3. Lack of exclusivity. A successful new manufacturing product can usually enjoy exclusivity for a period of time, during which there is no competition. In order to prevent competitors from stealing identical models, products can be patented (such as a drug) or registered as trademarks (such as software). If other manufacturers want to build a competitive production facility (for example, a facility for producing a new type of aircraft), the cost is too high to be feasible.
However, in the field of financial services, there is a lack of protection measures and the cost of market entry is low. Merrill Lynch "invented" the first CMA (cash management account) in the late 1970s. This is the first time that a brokerage firm has launched an account with both investment services and demand deposit services. This "invention" was very successful and brought many new businesses to Merrill Lynch. But it didn't last long. A few years later, all brokerage companies had such accounts. Although Merrill Lynch registered a trademark for the product name, it could not protect the idea, and its first-Mover advantage as a founder soon disappeared.
Service first
Because it is easy to copy a new financial service concept, it is difficult to differentiate products. No matter what additional features you add to your product, such as attached credit cards or online bill payment, these ideas can easily be copied by your competitors. In the long run, added value comes not from the product itself, but from other aspects.
So where does the added value come from? The most important difference still comes from service. For products, you can control their quality from the source of the production process. For the service, its quality is in the hands of sales staff or customer management personnel, who can improve (or reduce) its quality. This means that the quality of your products will vary from person to person who sells or provides products. All HP 22 10 color copiers are the same, but all financial advisors are different.

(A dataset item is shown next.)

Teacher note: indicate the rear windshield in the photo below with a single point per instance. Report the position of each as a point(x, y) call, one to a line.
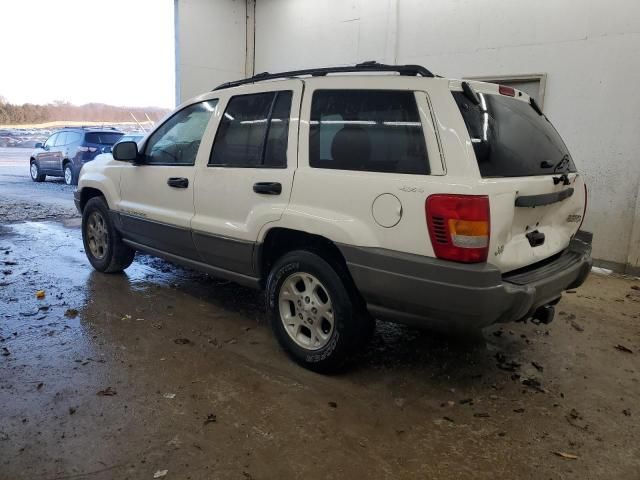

Therefore, one of the biggest challenges faced by marketing financial service institutions is to control service quality. This is an arduous task, especially in the field where third parties are responsible for providing services, because they have no direct employment relationship with service manufacturers. These third parties include investment advisers, independent insurance intermediaries or third-party administrators of pension plans.
Development of financial service marketing
In fact, not only in China, but also abroad, the research on financial service marketing started late. There is relatively little relevant information. The marketing focus of representative events in time stage was born in 1950s. 1958 first mentioned marketing advertisement and promotion at the joint meeting of national banks. In the 1960s, friendly service was popularized and "smile" service was improved. In the 1970s, financial innovation was the fastest. 196 1 year, the introduction of large negotiable certificates of deposit (CDs) kicked off the wave of bank product innovation.

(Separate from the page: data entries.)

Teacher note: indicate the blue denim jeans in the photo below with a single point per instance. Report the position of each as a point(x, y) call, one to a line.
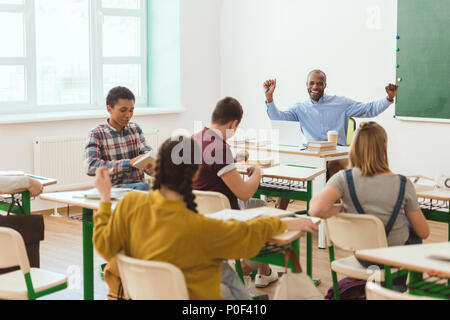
point(136, 186)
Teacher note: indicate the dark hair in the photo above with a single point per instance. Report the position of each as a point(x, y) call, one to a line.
point(317, 71)
point(119, 93)
point(176, 166)
point(227, 110)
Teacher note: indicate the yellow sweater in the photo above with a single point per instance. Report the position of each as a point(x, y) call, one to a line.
point(147, 226)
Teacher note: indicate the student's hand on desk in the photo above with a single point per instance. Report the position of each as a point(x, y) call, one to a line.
point(103, 184)
point(242, 155)
point(35, 187)
point(272, 84)
point(300, 224)
point(391, 90)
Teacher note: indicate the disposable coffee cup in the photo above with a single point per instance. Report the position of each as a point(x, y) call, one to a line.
point(333, 136)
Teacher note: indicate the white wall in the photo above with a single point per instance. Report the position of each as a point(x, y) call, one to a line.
point(200, 90)
point(353, 41)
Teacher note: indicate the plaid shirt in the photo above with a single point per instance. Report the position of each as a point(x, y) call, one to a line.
point(106, 147)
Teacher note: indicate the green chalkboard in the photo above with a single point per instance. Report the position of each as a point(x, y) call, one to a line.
point(423, 59)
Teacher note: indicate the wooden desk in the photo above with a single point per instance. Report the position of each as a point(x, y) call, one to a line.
point(435, 204)
point(88, 205)
point(22, 204)
point(295, 156)
point(416, 259)
point(290, 182)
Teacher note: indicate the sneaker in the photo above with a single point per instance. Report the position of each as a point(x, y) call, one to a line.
point(262, 281)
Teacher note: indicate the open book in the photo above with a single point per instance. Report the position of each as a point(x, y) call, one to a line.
point(43, 180)
point(245, 215)
point(441, 255)
point(147, 158)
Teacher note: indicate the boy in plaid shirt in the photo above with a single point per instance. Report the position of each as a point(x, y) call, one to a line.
point(118, 143)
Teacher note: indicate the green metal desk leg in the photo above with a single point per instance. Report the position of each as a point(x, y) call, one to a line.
point(88, 255)
point(26, 202)
point(309, 235)
point(449, 222)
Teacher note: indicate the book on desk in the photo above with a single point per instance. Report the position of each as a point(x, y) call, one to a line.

A comprehensive "financial revolution" broke out in the 1970s: insurance companies launched various types of insurance, and banks provided credit card services, mutual funds, international insurance and other financial products and services in the 1980s to innovate financial positioning and modern marketing. Many financial institutions chose to determine their own image and service focus. Strengthen the investigation and analysis of marketing environment, make long-term and short-term marketing plans, establish market segmentation and value orientation, and establish the competitive advantage of marketing departments.